The lush, romantic fantasy harkens back to the Golden Age of Broadway, when musicals strove to sweep audiences into another world with their stories. "Brigadoon" boasts a brilliant, heart-rending story and wholly believable characters. Meanwhile, Loewe's soaring, evocative lyrics invite listeners to imagine themselves cavorting "through the heather on the hill."
Fort Myers audiences again benefit from Broadway Palm being a mini-chain. "Brigadoon" just finished a run at Broadway Palm West in Mesa, Arizona - and the cast arrives well versed in their parts. Director M. Seth Reines hammered and shaped the cast into a perfect musical theatre instrument.
What "Brigadoon" does so well - especially this production - is present a total package of music, movement and strong acting. Heartfelt scenes slip seamlessly into gorgeous vocals. Better, this production manages not to make hash of the Scottish accents. Singers also capture the lovely, sweet, trilling highs that make the show's music so memorable.
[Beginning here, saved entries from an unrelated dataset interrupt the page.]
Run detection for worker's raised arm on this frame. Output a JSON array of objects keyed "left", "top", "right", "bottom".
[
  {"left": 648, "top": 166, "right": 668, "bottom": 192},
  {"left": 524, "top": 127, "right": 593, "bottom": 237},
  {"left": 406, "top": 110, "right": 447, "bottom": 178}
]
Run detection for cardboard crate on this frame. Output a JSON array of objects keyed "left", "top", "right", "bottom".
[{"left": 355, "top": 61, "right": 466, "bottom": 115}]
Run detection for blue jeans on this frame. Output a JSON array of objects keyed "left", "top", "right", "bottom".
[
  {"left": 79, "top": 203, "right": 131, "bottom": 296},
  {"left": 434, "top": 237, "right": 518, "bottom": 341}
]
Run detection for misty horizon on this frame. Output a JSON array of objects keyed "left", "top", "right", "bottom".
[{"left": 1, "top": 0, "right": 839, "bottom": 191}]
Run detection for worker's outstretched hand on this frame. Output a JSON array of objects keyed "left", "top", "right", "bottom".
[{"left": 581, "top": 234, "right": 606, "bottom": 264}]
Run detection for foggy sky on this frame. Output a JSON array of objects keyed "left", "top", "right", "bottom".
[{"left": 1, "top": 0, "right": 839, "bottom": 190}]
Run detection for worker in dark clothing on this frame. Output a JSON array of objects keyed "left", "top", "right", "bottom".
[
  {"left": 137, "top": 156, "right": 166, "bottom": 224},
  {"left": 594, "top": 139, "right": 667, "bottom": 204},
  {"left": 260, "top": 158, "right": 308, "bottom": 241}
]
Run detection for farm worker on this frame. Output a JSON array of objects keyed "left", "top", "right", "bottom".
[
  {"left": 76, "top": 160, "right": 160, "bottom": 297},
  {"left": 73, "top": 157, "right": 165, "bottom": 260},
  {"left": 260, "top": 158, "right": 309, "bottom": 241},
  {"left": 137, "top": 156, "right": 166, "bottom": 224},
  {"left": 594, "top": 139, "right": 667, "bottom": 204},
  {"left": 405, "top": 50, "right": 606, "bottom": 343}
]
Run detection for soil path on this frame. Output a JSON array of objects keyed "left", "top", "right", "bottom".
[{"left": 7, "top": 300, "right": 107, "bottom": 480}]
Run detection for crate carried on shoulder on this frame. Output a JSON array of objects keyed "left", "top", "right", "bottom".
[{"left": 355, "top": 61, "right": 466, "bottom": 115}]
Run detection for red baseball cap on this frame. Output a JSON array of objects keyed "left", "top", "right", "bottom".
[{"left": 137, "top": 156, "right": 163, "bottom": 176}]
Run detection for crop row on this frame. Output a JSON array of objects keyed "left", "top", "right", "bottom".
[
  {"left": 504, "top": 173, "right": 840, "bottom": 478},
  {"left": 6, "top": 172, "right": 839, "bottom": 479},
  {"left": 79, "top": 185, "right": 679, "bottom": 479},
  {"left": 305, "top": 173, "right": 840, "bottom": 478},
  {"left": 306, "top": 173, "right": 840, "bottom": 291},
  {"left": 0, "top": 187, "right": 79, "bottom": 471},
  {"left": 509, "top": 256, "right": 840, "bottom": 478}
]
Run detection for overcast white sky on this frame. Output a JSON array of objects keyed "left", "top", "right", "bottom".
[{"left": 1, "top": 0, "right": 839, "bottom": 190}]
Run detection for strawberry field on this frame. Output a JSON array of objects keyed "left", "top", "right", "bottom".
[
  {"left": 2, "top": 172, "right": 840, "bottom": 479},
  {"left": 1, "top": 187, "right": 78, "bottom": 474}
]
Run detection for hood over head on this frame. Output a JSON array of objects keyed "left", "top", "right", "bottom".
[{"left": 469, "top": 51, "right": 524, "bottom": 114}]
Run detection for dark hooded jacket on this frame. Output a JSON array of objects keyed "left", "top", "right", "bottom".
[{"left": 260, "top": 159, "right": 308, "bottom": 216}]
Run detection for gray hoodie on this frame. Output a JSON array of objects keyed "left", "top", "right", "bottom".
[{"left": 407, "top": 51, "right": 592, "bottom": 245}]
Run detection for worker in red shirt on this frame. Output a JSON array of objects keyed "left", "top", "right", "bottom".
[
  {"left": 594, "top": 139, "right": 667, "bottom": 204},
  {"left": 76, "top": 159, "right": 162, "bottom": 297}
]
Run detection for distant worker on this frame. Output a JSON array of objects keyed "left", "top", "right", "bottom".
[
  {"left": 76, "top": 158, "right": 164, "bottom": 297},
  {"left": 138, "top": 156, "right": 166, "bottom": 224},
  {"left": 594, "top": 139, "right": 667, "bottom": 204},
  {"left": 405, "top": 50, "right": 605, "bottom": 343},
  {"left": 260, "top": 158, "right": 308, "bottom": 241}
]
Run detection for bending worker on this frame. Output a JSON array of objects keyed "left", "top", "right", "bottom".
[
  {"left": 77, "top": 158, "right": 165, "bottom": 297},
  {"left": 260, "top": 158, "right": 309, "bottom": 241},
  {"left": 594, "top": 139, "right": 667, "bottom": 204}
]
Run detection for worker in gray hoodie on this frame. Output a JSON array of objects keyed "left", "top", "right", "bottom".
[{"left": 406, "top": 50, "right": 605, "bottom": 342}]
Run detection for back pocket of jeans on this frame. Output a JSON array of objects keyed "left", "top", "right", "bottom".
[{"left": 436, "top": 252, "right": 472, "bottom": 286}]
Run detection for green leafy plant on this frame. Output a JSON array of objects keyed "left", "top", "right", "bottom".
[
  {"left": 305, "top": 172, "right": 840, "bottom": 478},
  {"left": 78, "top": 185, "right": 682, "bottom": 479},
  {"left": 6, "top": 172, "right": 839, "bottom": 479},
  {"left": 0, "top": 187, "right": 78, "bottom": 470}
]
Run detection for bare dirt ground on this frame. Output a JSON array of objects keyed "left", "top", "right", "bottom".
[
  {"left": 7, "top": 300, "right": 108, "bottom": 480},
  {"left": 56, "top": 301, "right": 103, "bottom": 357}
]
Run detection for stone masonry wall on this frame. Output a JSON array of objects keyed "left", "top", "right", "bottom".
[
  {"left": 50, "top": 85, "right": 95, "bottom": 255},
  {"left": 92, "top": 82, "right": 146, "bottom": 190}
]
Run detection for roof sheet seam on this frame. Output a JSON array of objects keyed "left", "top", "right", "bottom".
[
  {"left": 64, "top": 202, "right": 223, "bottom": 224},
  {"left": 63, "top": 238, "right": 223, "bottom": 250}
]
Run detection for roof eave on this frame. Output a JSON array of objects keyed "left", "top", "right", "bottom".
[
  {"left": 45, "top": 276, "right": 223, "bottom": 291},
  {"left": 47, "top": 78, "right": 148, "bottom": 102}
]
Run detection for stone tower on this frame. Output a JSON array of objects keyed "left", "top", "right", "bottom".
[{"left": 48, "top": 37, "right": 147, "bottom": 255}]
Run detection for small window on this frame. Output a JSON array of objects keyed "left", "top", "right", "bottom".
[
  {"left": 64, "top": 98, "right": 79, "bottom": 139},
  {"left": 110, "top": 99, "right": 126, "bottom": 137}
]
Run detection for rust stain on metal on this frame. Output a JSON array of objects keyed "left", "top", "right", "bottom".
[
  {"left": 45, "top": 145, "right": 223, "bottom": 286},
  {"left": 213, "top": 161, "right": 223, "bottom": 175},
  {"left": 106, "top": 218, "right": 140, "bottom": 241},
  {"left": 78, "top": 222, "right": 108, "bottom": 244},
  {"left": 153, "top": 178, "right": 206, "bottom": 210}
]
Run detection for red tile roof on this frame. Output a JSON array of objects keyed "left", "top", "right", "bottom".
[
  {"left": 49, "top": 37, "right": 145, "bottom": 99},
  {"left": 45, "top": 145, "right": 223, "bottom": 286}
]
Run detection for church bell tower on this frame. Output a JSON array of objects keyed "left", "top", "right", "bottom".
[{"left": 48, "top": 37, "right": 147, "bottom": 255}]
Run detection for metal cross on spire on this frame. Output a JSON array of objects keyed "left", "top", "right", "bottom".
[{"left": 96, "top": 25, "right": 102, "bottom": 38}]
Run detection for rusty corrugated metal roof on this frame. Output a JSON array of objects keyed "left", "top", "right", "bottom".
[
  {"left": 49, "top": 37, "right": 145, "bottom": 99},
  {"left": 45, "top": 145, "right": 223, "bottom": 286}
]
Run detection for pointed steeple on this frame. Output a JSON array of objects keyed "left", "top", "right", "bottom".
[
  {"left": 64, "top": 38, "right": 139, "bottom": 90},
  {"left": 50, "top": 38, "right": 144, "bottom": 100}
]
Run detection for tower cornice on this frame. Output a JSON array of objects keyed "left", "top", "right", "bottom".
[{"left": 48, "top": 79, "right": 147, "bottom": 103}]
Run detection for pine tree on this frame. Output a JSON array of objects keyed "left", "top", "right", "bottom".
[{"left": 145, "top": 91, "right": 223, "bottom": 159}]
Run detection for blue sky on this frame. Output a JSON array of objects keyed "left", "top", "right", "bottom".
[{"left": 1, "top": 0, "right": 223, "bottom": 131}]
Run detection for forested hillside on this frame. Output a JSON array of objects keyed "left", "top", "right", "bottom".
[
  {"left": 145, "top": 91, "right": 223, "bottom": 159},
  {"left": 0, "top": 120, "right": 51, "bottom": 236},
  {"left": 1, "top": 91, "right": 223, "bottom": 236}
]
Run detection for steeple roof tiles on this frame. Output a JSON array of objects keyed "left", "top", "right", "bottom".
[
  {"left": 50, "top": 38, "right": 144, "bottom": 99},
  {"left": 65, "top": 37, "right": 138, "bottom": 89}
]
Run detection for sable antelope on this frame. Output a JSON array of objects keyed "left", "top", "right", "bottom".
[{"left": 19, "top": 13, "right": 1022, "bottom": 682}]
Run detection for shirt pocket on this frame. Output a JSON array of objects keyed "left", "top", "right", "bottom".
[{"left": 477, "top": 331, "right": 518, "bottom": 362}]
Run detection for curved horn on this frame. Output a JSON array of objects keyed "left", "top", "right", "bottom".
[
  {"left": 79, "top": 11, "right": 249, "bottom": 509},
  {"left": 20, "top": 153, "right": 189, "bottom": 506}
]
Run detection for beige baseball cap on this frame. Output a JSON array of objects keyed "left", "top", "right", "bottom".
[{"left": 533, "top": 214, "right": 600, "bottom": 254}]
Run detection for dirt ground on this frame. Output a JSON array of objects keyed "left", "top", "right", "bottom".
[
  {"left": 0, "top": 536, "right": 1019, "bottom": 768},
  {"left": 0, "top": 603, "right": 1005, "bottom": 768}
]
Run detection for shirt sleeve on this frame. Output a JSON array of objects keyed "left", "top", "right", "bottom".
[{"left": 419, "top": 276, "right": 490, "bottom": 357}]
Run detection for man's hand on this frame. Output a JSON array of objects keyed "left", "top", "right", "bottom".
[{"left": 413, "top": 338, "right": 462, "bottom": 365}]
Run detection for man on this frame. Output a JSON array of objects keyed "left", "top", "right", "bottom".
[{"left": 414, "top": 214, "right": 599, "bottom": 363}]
Everything comes accompanied by delicate shifts in the lighting and wrapped throughout with vigorous, flashing choreography that gives a sense of vitality and also the show's plaintive longing. Original dances for "Brigadoon" were created by Agnes DeMille; the Broadway Palm production was choreographed by Dottie Lester White.
Jason Fleck makes an appealing lost hunter Tommy, romancing village lass Fiona (a fabulously sweet Jeannie Shubitz). They sell their love story better than most Hollywood blockbusters. Your heart will break watching Fleck pour his soul into "There But For You Go I."
The show owes much of its power to their combined charm and the way that Shubitz can capture the audience with a toss of her red ringlets and a wide smile. Her lilting voice sounds near angelic - especially when paired with Fleck's robust, resonant tenor. Duet "Heather on the Hill" fairly bristles with flirtatious energy, while "From This Day On" brims with unspoken longing and emotion.
While the love story between Tommy and Fiona drives the show, "Brigadoon" offers many other delights - especially the magical dance numbers. If it is perhaps a stretch to expect authentic Scottish dancing - the cast gives it a solid go - and the show's biggest dance numbers don't disappoint.
"Down on MacConnachy Square" serves up the town's delights, while "The Wedding" features kilts, swords and all manner of excitement. Only rousing "My Mother's Wedding Day" feels a letdown. In other spots, the simplicity of a single dancer - curving across the stage, winding a length of plaid fabric - creates a sense of graceful beauty.
Sal Pavia makes a charming Charlie - and leads a bouncing rendition of "I'll Go Home With Bonnie Jean." Michael Dinneen adds desperation to the part of heartbroken Harry Beaton; he's watching the woman he love marry someone else - and he can't leave the village because of its magical spell.
Morgan Springer gives surprising depth to one-note village sexpot Meg Brockie. Her tastefully filthy "The Love of My Life," about her long search for the perfect husband - carried out with poor lost hunter Jeff (Victor Legarreta) - brought some of the biggest laughs of the night. (Sample lyrics: "I never went back, for what I had heard was true: That a poet only writes about the things he cannot do.")
Tom Tutino's verdant sets transport the crowd to the mossy glens of Scotland. Fiona makes her farewell to Tommy as the mist closes in over Brigadoon - and escapes over a rocky footbridge. Russell A. Thompson's stunning lighting includes a moonscape that bathes the village in soft, mystical light. John P. White's costumes extend to full kilts with sporrans, garter flashes and elaborate dresses in an array of soft pastels for the ladies that flare during as they twirl across the stage.
Loren Strickland conducts a five-piece orchestra, with additional orchestrations by JR McAlexander. While purists would wish for - and appreciate - a full orchestra, the Broadway Palm band does a solid job in giving the audiences the flavor of the lush score without sounding the least bit tinny. There were some issues with mic feedback at Saturday night's performance.
Take a stroll in the Scottish Highlands. Get lost. Really lost. Maybe the mists will roll in, a mysterious light will appear and the delicate tones of "Brigadoon, Brigadoon," will sound out. If that isn't feasible, take in a magical evening (or matinée) in at Broadway Palm. Forever. For always. "Brigadoon."